Apache Apex Compatibility

Purpose

This document captures the compatibility goals of the Apache Apex project. The different types of compatibility between Apex releases that affect contributors, downstream projects, and end-users are enumerated. For each type of compatibility we:

  • describe the impact on downstream projects or end-users
  • where applicable, call out the policy adopted when incompatible changes are permitted.

Apache Apex follows semantic versioning. Depending on the compatibility type, there may be different tools or mechanisms to ensure compatibility, for example by comparing artifacts during the build process.

The type of change will inform the required target version number. Given a version number MAJOR.MINOR.PATCH, increment the:

  • MAJOR version when you make incompatible API changes,
  • MINOR version when you add functionality in a backward-compatible manner, and
  • PATCH version when you make backward-compatible bug fixes.

Additional labels for pre-release and build metadata are available as extensions to the MAJOR.MINOR.PATCH format.

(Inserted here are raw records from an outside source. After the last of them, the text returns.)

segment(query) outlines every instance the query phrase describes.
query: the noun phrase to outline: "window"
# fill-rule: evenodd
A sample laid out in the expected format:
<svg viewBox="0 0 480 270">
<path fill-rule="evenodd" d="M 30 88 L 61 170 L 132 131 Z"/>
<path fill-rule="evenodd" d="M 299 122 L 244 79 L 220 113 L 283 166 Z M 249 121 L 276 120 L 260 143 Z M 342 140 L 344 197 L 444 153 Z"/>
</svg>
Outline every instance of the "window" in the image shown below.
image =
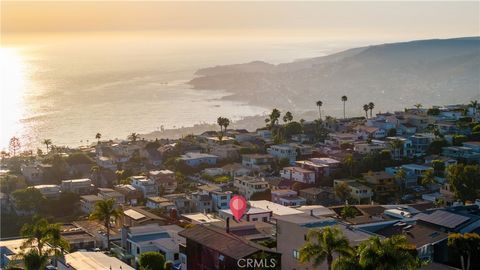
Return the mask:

The overall goal is to avoid backward incompatible changes and major release upgrades. Accordingly we attempt to release new features with minor versions that are incremental to the prior release and offer our users a frictionless upgrade path. When planning contributions, please consider compatibility and release road map upfront. Specifically, certain changes that conflict with the versioning may need to be documented in JIRA and deferred until a future major release.

Compatibility types

Java API

Public API compatibility is required to ensure end-user programs and downstream projects continue to work without modification. The public API consists of:

  • apex-core: all interfaces and classes in api and common modules
  • apex-malhar: all interfaces and classes in all modules except demos, samples, benchmark

Interfaces and classes that are part of the public API and are annotated with interface stability are treated according to the rules defined by the annotation.

Policy

Changes to the public API must follow semantic versioning. Public APIs must be deprecated for at least one minor release prior to their removal in a major release. The japicmp Maven plugin is used to enforce compatibility as part of the Travis pre-commit builds.

Semantic compatibility

The behavior of APIs needs to remain consistent over versions, though changes for correctness may result in changes in behavior. Tests and javadocs specify the behavior. Over time, test suites should be expanded to verify compliance with the specification, effectively creating a formal specification for the subset of behaviors that can be easily tested.

Policy

The behavior of existing API cannot be modified as it would break existing user code. There are exceptional circumstances that may justify such changes, in which cases they should be discussed on the mailing list before implementation. Examples are bug fixes related to security issues, data corruption/consistency or to correct an unintended change from previous release that violated semantic compatibility. Such changes should be accompanied by test coverage for the exact behavior.

REST API

REST API compatibility corresponds to both the URLs and request/response content over the wire. REST APIs are specifically meant for stable use by clients across releases, even major releases.

Policy

The REST API is separately versioned. This is to allow for co-existence of old and new API should there be a need for backward incompatible changes in the future.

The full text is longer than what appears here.